La patologia secondo il modello dell’Adaptive Information Processing e il trattamento EMDR
L’EMDR è una metodologia ufficialmente riconosciuta da organismi internazionali quali l’American Psychological Association, l’Israel National Council, il Dipartimento della Difesa Statunitense, nonché da numerosi organismi europei e, dal 2013, è stata riconosciuta nell’Organizzazione Mondiale della Sanità come trattamento efficace per la cura del trauma e dei disturbi ad esso correlati.
L’EMDR è un approccio elettivo per il trattamento dei disturbi causati da eventi stressanti o traumatici, come il disturbo da stress post-traumatico (PTSD).
Le patologie cliniche sono considerate passibili di cambiamento se il terapeuta si concentra adeguatamente sull’informazione immagazzinata in maniera disfunzionale nel sistema nervoso. Persino i più pronunciati disturbi di personalità possono essere considerati come modificabili attraverso la rielaborazione di quei ricordi che hanno provocato le disfunzionalità che li caratterizzano.
Il modello dell’Adaptive Information Processing (AIP) ipotizza che la patologia si determini quando esperienze non elaborate vengono immagazzinate all’interno della propria rete neurale, senza che si possano collegare a qualcosa di maggiormente adattivo. I neurobiologi credono che queste esperienze vengano immagazzinate in modo inadeguato nella memoria.
Le nuove informazioni, le esperienze positive e le emozioni non riescono a collegarsi nel network in cui è immagazzinato il materiale che non è stato elaborato.
Il modello dell’AIP distingue l’EMDR dalle altre forme di psicoterapia per il fatto che vede le situazioni che provocano un disagio nel presente, semplicemente come gli attivatori in grado di richiamare alla mente eventi del passato che non sono stati elaborati correttamente. Si pensa che l’evento attuale stimoli il network mnestico, permettendo le emozioni negative, alle sensazioni fisiche e ai pensieri immagazzinati di riaffiorare.
Nell’ottica del trattamento con EMDR si considera il sintomo o il disagio come una conseguenza di esperienze avverse di vita, quindi il primo e più importante passo da compiere e di aiutare il paziente a dare significato ai suoi sintomi considerando le risposte a stress antichi. Per il paziente è molto importante comprendere il significato del proprio funzionamento attuale, considerandolo come un ponte con il passato e con la possibilità di ripercorrere la strada a ritroso alla ricerca di quelle esperienze che hanno determinato le sue risposte emotive, cognitive, corporee.

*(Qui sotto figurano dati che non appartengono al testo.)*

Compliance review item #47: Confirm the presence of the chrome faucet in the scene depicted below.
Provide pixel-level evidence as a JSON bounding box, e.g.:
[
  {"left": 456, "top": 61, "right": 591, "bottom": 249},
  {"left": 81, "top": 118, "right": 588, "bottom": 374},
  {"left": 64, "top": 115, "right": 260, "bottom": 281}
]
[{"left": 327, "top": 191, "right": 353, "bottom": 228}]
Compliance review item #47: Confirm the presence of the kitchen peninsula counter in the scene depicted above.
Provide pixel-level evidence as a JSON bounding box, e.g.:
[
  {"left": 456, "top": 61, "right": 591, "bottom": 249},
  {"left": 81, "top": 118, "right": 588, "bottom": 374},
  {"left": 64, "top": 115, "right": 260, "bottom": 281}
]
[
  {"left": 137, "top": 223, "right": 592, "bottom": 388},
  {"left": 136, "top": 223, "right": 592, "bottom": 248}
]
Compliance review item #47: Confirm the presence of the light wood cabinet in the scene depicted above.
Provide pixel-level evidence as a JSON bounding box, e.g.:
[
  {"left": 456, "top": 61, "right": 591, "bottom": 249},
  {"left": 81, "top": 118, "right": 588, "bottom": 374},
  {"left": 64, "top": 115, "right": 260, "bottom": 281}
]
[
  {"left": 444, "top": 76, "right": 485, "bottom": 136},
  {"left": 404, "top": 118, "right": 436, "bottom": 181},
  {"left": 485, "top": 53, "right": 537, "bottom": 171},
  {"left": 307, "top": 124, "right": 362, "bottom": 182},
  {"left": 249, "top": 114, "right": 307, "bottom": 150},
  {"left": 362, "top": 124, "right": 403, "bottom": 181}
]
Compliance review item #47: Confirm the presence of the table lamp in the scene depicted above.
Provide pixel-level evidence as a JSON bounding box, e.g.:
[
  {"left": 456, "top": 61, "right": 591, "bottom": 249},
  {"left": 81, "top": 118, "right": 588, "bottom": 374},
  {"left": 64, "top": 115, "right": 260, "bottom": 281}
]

Le procedure dell’EMDR sono state sviluppate per accedere alle esperienze disfunzionali immagazzinate in modo disfunzionale e stimolare il sistema di elaborazione dell’informazione, così da permettere la trasformazione delle informazioni in una risoluzione adattiva, spostando l’informazione ad un sistema di memoria più appropriato. Quando viene completamente elaborata, l’informazione utile viene assimilata e le strutture della memoria dell’individuo vengono riorganizzate sulla base della nuova informazione.
In un individuo sano, quando la nuova esperienza viene elaborata, viene come “metabolizzata”, “digerita”. Ciò che è utile viene immagazzinato con le emozioni a esse associate, così da costituire una guida per le esperienze future.